Examples of Shannon information "codes"?

I don’t know what the definition of a shannon information code is, but have you ever considered that Fraunhofer lines are effectively like barcodes in light? These lines can be used to infer the elemental composition of shining objects from across the width of the observable universe. I’ve been told by physicists that the existence of Fraunhofer lines in the electromagnetic spectrum can be predicted by quantum mechanics, and their locations in the spectrum calculated from first principles.

This would then seem to be a sort of “code” that originates the the properties of atoms, or perhaps more correctly in the quantum mechanical laws that describe them.

1 Like

Shannon information is just a property of random variables: you need a sample space (often a set of strings) and a probability distribution. Modeling something with a causal relation does not need probabilities so I think the example of inferring composition from Fraunhofer lines is not on its own a candidate for Shannon info analysis.

However, we can often introduce probabilities in situations when there is random noise between two variables which we take to have an underlying causal relation. For example, in neuroscience, we can see how effective neural spike trains model external stimuli by using the mutual (Shannon) information of their two probability distributions as estimated by repeated sampling from response to same stimulus. This approach separates correlation of response with stimulus (correlation in the MI sense) from the inherent noise in stimulus and response taken separately.

1 Like

The OP uses the term “Shannon information codes”. There is a specific technical meaning for the term “Shannon code”. It is the encoding of the input messages which produces maximum possible compression after taking into account the probability of each message.

Morse code is an attempt at that, but it only looks at messages of length one (ie English letters). Huffman coding is the modern formalization of that idea of optimal single symbol-based compression.

Fully optimal codes require one to look at the entire message. In practice, this is done by looking at probabilities of pairs of letters, then triplets, then whole words, etc. Shannon considers such Markov modeling in his paper.

Modern compression algorithms like LZW build tables of the most frequent subsequences in a given input string and code them as shorter sequences; this effectively gives the most frequent substrings the shortest encoding, which is the basic idea in Shannon coding. LZ type coding is one of the compression techniques used in Zip compression.

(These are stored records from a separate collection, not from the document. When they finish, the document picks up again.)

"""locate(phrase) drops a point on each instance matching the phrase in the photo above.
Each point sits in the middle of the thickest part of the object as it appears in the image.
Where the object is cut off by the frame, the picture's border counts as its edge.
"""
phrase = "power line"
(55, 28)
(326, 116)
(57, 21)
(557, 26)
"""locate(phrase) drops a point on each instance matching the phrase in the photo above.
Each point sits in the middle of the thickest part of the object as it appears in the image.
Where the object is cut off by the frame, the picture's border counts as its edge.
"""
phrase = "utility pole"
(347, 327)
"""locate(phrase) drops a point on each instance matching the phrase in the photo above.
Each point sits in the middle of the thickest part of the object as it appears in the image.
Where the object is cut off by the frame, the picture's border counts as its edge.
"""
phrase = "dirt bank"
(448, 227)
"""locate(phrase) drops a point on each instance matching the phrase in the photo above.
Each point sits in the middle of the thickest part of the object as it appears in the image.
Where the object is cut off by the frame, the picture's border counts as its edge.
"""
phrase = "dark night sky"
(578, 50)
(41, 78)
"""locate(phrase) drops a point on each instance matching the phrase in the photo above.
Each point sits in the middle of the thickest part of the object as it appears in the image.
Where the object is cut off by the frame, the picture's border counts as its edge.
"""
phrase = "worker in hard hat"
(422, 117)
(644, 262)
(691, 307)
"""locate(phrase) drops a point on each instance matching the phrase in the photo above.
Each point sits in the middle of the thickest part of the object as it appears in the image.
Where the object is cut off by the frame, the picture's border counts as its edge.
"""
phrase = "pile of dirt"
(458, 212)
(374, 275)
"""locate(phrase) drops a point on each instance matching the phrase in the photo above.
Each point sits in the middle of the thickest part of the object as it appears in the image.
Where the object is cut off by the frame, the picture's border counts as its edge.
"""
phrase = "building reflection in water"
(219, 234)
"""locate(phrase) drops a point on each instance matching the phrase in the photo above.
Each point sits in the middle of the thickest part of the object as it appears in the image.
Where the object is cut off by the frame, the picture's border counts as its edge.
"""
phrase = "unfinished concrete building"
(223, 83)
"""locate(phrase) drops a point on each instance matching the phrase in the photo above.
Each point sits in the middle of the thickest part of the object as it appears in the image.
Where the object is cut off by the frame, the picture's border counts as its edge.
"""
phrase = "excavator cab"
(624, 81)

(As an aside, as I read the posts by the OP, they still assume the everyday usage of information as referring to human meaning and incremental knowledge. The OP does not address Shannon’s technical usage of ‘information’, which is a property of the probability distribution of random variables. Specifically, Shannon’s technical definitions relate to -log2 p(i) and the expected value of this quantity, where p(i) is the probability of message i. This assumes countably many messages so that a discrete distribution suffices.)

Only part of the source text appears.